The ecosystem services provided by the Himalayas to the downstream economies is visible through sheer sediment flows resulting in soil formation, and resuscitating river flows. This is an economic contribution to the GDP in the form of agriculture, energy and urban-industrial uses. It also sustains downstream biodiversity, which in turn feeds ecosystem services. Unbridled construction activities in Himalayan states often come in the way of protection of the natural capital stock and water towers. The decay and decline of ecosystems is irreparable, and will definitely affect the downstream communities.

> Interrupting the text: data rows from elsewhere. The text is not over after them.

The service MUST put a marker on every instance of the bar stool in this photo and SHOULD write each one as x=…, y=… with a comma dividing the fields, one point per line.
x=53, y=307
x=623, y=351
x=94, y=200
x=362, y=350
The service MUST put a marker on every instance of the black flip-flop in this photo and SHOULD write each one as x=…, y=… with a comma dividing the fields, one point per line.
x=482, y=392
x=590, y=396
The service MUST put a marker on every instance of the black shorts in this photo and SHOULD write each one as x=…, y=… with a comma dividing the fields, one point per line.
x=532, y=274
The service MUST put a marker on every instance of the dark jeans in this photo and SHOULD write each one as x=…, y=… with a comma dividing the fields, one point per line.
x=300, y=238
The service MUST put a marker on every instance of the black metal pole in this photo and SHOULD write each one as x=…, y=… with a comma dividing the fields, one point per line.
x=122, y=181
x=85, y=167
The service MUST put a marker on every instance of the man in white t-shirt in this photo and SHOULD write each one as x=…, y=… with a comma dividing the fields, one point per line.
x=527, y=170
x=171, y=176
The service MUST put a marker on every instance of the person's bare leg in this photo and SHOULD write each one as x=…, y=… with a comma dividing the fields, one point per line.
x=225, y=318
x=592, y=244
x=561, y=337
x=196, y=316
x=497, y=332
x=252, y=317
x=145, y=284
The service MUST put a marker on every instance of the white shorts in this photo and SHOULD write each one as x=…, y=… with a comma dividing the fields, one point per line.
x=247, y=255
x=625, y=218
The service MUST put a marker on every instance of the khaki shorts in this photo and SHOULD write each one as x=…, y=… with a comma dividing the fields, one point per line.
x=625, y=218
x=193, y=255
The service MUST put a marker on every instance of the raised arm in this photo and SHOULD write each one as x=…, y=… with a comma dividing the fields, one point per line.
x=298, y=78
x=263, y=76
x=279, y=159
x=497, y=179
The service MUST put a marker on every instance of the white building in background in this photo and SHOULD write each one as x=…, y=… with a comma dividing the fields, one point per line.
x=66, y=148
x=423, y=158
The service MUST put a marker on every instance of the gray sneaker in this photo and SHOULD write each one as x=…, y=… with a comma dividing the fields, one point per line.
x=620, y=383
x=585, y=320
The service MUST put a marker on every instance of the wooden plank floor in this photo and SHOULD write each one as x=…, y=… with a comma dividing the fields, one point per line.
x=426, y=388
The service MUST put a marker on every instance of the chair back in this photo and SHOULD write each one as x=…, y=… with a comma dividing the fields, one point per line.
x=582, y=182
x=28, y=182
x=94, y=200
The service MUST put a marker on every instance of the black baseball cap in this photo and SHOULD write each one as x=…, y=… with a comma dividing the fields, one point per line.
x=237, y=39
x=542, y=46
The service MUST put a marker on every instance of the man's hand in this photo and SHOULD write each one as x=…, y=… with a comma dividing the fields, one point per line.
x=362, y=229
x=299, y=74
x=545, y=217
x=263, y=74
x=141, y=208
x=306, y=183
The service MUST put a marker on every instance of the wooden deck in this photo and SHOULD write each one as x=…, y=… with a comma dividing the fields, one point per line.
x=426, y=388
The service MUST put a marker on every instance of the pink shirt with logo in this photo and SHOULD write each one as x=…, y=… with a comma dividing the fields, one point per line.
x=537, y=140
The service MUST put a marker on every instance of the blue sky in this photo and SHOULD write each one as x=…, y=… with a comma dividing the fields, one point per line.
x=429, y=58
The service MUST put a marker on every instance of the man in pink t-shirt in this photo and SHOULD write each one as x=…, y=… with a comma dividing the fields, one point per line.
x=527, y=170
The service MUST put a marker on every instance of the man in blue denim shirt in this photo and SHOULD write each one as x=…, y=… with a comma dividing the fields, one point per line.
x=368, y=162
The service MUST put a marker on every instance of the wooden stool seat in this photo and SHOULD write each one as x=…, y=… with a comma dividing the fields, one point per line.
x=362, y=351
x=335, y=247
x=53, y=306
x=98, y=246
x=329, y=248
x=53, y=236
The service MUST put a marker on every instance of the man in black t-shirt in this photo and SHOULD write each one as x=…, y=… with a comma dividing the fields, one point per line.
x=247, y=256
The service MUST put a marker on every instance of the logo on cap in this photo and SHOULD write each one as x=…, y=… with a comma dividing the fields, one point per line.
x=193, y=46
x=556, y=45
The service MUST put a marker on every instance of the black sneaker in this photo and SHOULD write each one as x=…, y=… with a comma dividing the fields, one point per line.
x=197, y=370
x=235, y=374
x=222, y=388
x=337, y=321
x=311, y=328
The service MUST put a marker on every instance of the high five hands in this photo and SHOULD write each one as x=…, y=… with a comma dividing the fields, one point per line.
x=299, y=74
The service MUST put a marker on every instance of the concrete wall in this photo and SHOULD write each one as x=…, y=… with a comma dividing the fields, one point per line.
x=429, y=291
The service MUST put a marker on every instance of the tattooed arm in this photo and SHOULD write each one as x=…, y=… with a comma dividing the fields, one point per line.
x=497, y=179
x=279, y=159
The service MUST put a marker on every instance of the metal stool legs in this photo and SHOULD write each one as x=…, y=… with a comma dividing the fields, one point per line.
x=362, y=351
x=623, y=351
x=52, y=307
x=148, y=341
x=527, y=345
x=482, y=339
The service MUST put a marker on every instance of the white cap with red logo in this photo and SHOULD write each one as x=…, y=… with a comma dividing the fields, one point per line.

PES will also contribute to the GDP of the country as it will support the communities that contribute towards the maintenance of Himalayas. (Photo: India Today)
The bigger question is: Can we think of a ‘beneficiaries pay’ principle rather than a ‘state-dictated’ fiscal transfer to Himalayan states? This entails a payment for ecosystem services (PES) — a market mechanism through which downstream beneficiaries pay the upstream Himalayan communities for maintenance of the ecosystem. PES mechanisms have had varying degrees of success across the world. One of the most successful cases is the Catskill-Delaware watershed program, which benefits New York City.
However, the conditions for its success are usually non-existent. The role of the state as an enabler for such a mechanism becomes extremely important here. Markets for such ecosystem goods and services essentially fail due to lack of identification of the ecosystem services that are marketable, non-identification of beneficiaries and a failure to evaluate the service that can be marketed. But a market mechanism is more suited to help in the ‘price discovery’ of ecosystem services than a fiscal transfer. It augments the process of meeting conservation goals.
Not just Himalayas, but even the coastal wetlands, forests and mangroves are important ecosystems that deserve the PES. (Photo: India Today)
It must be remembered that the Himalayas have ‘subsidised’ the human civilisations thus far. It is time for payback. Meanwhile, apart from the mountain ecosystem, the role of other ecosystems, namely, coastal wetlands, forests and mangroves, are also acknowledged in policy making. Indian states must make a concerted move in this direction.